Shall We Be Saved?
Sunday, November 27, 2011 at 7:52AM Preparing to preach this week, I made my triennial journey to Isaiah 64, that chapter that begins "O that thou wouldst rend the heavens and come down!" Here's what leaped out to me from the passage: "Behold, thou wast angry, and we sinned."
Wait.
Isn't that backwards?
Don't we sin, and then God gets angry with us?
And why did this jump out at me?
Because I, a pastor of an eastern congregation (Park Ridge, New Jersey) am a wee bit tired of hearing the saw that goes like this: "You eastern churches have abandoned the true faith. That's why you've lost so many members."
Well, I'm no advocate for abandoning the true faith.
However, if numbers tell the story, are the likes of Creflo Dollar and Joel Osteen to be trusted with carrying on the vessel of the orthodox faith into the next generation?
If numbers tell the story, how does one explain the thriving lives of many congregations in the east that are too "inclusive" or "progressive" for the purveyors of those who equate membership decline with doctrinal apostasy?

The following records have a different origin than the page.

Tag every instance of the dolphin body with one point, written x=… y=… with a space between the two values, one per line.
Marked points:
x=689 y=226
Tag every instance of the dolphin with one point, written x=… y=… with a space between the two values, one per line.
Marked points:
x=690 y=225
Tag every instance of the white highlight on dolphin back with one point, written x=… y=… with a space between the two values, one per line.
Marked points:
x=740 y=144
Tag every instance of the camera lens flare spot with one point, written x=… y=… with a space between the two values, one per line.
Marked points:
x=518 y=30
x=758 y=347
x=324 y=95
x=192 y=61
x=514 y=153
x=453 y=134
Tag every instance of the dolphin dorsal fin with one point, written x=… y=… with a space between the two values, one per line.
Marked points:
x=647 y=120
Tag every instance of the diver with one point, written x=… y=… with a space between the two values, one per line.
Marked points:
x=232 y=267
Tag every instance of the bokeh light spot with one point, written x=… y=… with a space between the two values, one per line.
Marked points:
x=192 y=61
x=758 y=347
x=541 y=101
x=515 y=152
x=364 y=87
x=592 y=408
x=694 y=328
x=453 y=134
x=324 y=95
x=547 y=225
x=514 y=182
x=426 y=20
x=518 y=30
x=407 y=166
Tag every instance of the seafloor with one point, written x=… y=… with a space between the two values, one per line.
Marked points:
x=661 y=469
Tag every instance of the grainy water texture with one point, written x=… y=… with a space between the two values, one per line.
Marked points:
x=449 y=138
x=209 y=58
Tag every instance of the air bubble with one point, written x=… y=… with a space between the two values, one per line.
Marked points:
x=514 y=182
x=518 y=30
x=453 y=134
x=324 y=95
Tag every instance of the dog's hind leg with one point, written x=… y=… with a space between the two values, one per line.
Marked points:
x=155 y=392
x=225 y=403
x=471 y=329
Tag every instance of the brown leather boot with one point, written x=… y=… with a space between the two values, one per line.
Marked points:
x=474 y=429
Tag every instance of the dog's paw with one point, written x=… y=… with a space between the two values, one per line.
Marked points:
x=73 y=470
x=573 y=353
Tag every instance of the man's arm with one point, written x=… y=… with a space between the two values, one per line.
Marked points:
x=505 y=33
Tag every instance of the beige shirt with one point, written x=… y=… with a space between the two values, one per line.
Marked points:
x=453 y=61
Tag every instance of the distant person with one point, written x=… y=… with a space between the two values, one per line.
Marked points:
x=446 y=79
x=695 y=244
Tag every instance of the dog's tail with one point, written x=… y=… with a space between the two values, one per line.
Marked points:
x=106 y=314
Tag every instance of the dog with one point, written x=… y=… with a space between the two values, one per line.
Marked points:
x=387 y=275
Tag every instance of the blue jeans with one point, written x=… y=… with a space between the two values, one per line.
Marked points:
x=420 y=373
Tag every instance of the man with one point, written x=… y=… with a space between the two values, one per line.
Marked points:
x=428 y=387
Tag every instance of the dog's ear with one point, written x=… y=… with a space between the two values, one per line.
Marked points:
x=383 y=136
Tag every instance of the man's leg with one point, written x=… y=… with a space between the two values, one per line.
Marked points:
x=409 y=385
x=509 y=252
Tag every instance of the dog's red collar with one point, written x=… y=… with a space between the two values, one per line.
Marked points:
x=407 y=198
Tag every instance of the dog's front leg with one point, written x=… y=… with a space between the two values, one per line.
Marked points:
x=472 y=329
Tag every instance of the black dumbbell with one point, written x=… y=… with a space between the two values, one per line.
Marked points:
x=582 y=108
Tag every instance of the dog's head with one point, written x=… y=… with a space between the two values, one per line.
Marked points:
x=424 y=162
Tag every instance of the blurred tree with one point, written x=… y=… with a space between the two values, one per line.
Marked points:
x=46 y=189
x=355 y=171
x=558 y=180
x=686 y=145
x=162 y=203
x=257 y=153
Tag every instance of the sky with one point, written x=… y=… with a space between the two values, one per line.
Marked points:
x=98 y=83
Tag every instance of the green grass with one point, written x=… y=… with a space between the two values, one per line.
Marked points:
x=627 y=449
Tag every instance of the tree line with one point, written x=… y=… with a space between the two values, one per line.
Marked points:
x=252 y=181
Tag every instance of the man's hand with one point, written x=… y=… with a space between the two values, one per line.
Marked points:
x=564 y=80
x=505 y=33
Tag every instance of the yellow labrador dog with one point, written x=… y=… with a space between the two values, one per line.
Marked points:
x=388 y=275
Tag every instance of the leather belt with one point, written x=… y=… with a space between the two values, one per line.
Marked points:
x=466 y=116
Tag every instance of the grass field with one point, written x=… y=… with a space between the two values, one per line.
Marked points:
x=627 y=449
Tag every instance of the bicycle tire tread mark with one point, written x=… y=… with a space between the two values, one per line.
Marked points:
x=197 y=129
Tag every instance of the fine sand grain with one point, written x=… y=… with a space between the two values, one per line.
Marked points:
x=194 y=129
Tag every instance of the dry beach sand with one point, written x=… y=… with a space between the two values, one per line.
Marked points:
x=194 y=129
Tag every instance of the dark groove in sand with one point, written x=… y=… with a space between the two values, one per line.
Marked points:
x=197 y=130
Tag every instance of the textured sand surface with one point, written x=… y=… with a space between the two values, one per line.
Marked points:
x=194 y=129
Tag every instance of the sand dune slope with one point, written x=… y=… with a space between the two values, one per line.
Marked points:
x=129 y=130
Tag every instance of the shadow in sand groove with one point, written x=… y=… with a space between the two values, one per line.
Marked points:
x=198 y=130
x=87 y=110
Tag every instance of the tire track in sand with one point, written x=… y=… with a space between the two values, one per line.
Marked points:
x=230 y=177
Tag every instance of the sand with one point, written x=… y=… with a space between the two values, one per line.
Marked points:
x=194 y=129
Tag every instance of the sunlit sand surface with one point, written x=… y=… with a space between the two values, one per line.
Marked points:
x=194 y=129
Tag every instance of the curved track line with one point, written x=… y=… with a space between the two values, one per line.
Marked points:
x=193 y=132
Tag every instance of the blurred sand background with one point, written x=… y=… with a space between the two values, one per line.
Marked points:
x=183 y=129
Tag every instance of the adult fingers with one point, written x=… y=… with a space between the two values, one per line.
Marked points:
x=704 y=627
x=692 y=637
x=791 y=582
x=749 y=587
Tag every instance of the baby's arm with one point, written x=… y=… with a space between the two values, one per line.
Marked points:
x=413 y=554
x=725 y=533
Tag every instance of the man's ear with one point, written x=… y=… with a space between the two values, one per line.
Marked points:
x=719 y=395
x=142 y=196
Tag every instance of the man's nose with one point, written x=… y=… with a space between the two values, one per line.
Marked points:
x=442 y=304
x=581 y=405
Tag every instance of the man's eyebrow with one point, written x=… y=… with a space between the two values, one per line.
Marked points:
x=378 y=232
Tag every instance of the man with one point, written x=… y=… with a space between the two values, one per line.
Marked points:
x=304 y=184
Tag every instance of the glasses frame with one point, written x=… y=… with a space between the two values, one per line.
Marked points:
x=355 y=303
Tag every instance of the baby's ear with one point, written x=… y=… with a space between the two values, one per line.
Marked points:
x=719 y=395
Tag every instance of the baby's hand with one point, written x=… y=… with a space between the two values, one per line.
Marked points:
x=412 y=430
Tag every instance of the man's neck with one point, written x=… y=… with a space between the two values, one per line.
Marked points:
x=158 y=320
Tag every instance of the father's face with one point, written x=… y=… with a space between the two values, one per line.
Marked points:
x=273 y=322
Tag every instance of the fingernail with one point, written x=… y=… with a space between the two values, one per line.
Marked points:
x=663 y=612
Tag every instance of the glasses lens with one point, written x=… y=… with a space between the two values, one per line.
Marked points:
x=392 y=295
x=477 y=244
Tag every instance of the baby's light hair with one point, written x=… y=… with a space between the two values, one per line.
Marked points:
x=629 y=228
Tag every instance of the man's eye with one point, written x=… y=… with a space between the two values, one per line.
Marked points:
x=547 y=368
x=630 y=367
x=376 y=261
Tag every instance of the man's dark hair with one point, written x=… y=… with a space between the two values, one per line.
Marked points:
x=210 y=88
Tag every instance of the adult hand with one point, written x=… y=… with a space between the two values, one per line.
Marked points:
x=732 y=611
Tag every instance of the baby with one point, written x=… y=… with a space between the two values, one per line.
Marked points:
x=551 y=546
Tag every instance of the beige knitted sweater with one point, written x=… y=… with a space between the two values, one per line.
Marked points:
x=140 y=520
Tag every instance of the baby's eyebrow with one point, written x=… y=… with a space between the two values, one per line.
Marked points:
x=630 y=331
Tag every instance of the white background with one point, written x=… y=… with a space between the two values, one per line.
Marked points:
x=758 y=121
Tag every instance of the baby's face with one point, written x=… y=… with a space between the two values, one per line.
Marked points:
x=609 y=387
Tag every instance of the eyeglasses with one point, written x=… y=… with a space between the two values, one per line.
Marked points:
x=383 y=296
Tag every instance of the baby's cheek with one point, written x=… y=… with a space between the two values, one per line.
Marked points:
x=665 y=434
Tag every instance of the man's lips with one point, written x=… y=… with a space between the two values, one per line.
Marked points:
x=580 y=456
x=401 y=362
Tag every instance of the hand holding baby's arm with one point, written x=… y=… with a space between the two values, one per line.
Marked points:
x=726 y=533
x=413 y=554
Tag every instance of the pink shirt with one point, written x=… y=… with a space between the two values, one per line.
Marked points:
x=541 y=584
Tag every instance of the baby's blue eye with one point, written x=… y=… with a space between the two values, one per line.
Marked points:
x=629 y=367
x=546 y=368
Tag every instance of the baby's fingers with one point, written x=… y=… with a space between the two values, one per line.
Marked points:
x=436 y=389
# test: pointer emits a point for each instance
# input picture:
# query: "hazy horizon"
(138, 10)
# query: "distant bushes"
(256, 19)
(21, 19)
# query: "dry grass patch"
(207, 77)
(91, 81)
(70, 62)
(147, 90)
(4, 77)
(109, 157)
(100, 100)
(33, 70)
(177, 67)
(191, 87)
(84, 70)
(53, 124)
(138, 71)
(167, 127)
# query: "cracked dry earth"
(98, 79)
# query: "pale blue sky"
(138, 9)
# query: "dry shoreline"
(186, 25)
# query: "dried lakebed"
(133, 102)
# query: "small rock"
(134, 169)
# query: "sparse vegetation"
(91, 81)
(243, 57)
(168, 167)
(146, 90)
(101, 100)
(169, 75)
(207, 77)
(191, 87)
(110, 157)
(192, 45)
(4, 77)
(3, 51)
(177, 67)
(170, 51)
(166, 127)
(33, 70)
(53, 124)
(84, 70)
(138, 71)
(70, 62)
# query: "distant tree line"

The story is just more complicated than that.
Most irksome is the uber-confidence that I detect in the voices of those who draw a straight line between membership decline and heterodoxy.
Heeding Isaiah's words would cause one to be more tentative. "Thou wast angry, and we sinned." So....is God responsible for our sin? No, we would rightly say. After all "thou hast delivered us into the hand of our iniquities." Nevertheless, the mechanical sense of "if you're 'bad' in some way, God will get angry'" inverts the plain meaning of the text as we have it.
The Hebrew may be obscure, but what is rendered as "and shall we be saved?" is a question that puts us in the right spirit for Advent. Shall we indeed be saved? Not, "shall we be successful" or "shall we decrease in number?" But "shall we be saved?"
Responding as a Calvinist, the answer to that question is up to God.